Cultivation licenses were issued on September 8th, only a month before recreational marijuana was supposed to hit the shelves.
“If anybody knows anything about the life cycle of the plant, you can’t in one month’s time put a seed in the ground and have product to sell a month later,” explained Henry. “It’s going to take at least, I would think, four months, at the very least, to grow, to harvest, to dry, to cure, to package, to transfer, and to tax.”
Retailers are using medical plants to fill gaps in the recreational supply, which means the product is taxed twice. Langston explained the supply issue combined with the taxing mechanism is driving prices up for the time being.
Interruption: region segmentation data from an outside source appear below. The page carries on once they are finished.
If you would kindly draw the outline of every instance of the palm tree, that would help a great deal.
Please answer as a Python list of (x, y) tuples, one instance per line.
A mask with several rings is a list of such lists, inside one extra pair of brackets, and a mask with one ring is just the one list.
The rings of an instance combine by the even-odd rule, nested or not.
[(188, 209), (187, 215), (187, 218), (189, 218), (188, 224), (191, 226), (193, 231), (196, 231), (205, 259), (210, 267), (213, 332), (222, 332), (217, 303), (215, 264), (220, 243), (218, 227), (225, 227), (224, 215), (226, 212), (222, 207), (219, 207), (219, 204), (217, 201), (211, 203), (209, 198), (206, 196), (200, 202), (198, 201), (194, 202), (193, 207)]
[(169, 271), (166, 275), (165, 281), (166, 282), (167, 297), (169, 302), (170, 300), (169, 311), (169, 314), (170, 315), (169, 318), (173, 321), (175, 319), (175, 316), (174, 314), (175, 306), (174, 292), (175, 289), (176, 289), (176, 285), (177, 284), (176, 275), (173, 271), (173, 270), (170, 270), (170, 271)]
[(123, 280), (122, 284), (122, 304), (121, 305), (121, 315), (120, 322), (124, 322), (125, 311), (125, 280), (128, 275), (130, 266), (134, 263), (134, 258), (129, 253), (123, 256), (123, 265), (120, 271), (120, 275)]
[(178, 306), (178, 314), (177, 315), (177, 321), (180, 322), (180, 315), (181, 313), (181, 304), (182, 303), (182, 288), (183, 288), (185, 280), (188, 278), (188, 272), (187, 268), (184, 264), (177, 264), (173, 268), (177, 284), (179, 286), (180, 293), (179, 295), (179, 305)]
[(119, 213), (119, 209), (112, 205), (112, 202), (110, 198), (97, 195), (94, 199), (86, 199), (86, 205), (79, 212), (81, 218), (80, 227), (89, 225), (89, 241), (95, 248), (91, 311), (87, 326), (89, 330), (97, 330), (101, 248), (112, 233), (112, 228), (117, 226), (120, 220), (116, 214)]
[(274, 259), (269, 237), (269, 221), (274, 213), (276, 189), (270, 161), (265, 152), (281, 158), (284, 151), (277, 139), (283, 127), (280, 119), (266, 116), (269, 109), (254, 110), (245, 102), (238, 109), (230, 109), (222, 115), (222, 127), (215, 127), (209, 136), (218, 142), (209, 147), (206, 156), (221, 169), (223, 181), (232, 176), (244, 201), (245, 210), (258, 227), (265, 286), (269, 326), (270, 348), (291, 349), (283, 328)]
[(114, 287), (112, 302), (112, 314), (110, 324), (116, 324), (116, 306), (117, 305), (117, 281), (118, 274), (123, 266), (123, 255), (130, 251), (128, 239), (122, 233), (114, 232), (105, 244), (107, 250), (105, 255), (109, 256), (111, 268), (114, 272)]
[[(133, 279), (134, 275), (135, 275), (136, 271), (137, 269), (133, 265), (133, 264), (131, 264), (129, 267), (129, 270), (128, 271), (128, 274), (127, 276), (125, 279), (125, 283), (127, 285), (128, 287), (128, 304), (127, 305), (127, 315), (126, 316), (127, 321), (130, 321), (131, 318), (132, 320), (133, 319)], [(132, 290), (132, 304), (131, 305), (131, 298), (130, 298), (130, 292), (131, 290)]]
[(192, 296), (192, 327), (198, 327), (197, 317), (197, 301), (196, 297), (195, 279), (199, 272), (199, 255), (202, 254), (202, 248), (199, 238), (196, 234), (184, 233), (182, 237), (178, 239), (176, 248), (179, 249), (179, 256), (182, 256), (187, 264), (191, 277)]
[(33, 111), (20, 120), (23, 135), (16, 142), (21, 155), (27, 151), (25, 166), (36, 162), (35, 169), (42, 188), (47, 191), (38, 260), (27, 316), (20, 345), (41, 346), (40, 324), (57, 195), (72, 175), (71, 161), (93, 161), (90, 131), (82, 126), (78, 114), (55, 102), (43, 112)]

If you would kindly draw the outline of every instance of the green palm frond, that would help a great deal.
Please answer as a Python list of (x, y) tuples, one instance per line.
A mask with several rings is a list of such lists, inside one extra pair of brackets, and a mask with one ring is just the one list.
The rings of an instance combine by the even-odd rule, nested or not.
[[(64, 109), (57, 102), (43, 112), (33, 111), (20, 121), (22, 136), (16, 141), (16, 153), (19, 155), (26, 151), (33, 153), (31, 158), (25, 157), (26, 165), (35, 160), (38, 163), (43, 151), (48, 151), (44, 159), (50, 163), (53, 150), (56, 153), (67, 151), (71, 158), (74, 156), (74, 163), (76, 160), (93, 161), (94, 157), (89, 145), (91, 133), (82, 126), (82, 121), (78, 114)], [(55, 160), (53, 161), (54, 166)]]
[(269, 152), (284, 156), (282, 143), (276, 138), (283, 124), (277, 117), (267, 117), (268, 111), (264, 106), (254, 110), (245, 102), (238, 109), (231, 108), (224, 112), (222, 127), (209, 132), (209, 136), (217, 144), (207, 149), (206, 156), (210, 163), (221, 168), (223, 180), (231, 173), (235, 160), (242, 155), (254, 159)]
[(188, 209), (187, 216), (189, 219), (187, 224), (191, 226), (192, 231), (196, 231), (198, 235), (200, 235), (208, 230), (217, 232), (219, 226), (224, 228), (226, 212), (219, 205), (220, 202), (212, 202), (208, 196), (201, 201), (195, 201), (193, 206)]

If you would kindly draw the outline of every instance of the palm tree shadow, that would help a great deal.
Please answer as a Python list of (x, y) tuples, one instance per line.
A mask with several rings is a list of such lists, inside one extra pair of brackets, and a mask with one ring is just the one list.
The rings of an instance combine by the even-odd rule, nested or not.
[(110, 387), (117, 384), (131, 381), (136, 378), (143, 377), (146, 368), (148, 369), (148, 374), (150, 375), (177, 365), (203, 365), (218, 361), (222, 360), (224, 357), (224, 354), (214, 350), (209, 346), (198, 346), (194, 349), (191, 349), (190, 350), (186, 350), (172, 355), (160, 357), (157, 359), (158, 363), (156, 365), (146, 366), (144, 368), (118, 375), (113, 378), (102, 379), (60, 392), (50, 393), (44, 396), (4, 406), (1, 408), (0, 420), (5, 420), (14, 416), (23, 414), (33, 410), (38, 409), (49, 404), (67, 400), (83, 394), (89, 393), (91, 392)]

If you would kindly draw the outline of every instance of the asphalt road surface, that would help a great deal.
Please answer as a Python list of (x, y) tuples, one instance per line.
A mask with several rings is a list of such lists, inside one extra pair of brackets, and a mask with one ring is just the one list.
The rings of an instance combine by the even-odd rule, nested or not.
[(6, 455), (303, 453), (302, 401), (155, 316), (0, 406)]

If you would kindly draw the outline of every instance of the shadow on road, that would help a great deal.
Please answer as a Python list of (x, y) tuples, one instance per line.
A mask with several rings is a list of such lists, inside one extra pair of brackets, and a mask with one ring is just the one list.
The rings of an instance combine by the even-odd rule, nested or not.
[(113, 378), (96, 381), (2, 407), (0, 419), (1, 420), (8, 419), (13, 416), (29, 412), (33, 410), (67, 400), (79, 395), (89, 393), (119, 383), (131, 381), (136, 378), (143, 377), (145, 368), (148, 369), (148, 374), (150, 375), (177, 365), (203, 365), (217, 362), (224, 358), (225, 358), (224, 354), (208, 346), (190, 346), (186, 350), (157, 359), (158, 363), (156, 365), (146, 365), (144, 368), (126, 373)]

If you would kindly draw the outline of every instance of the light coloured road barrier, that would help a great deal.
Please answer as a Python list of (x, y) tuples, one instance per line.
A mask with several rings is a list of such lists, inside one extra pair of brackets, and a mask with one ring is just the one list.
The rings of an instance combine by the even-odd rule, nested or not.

“For the adult-use launch, there’s a number of storefronts but not very many active cultivation licenses that were really growing. The way that that market can be filled outside of an adult-use cultivator growing plants is a one-time transfer. A medical cultivator can sell flower to an adult-use license holder. Bringing that medical into the adult use market requires an excise tax. And then when it’s transferred from that cultivator to the retail, the regular adult-use excise tax is paid. So those initial transfers are double-taxed.”
There are also over 100 growers who are waiting on the state to issue a final review. The OMP wrote in a Facebook post that it’s recently issued 49 conditional licenses, dividing across 20 marijuana stores, 20 cultivation facilities, and 9 product manufacturing facilities.
Langston hopes that issue will diminish as time goes on, and adult-use cultivators grow their own supply.
Consumption Laws in Maine
Individual jurisdictions within Maine are “dry” areas, as you see across the country with alcohol. In Maine, each individual jurisdiction had to choose if it wanted to “opt in” and allow recreational marijuana; if the municipality didn’t go out of its way to opt in, it would automatically be opted out and remain “dry.”
It’s still illegal to smoke in public places throughout the entire state. Violation of the state’s marijuana laws count as civil infractions and can result in a fine of up to $100. Medical marijuana has been decriminalized and available in Maine since 1999.
Where other business owners might view other companies in the same field as competitors, Henry views them as brethren. He’s hoping Sweet Dirt will be able to develop enough product to help supply other stores.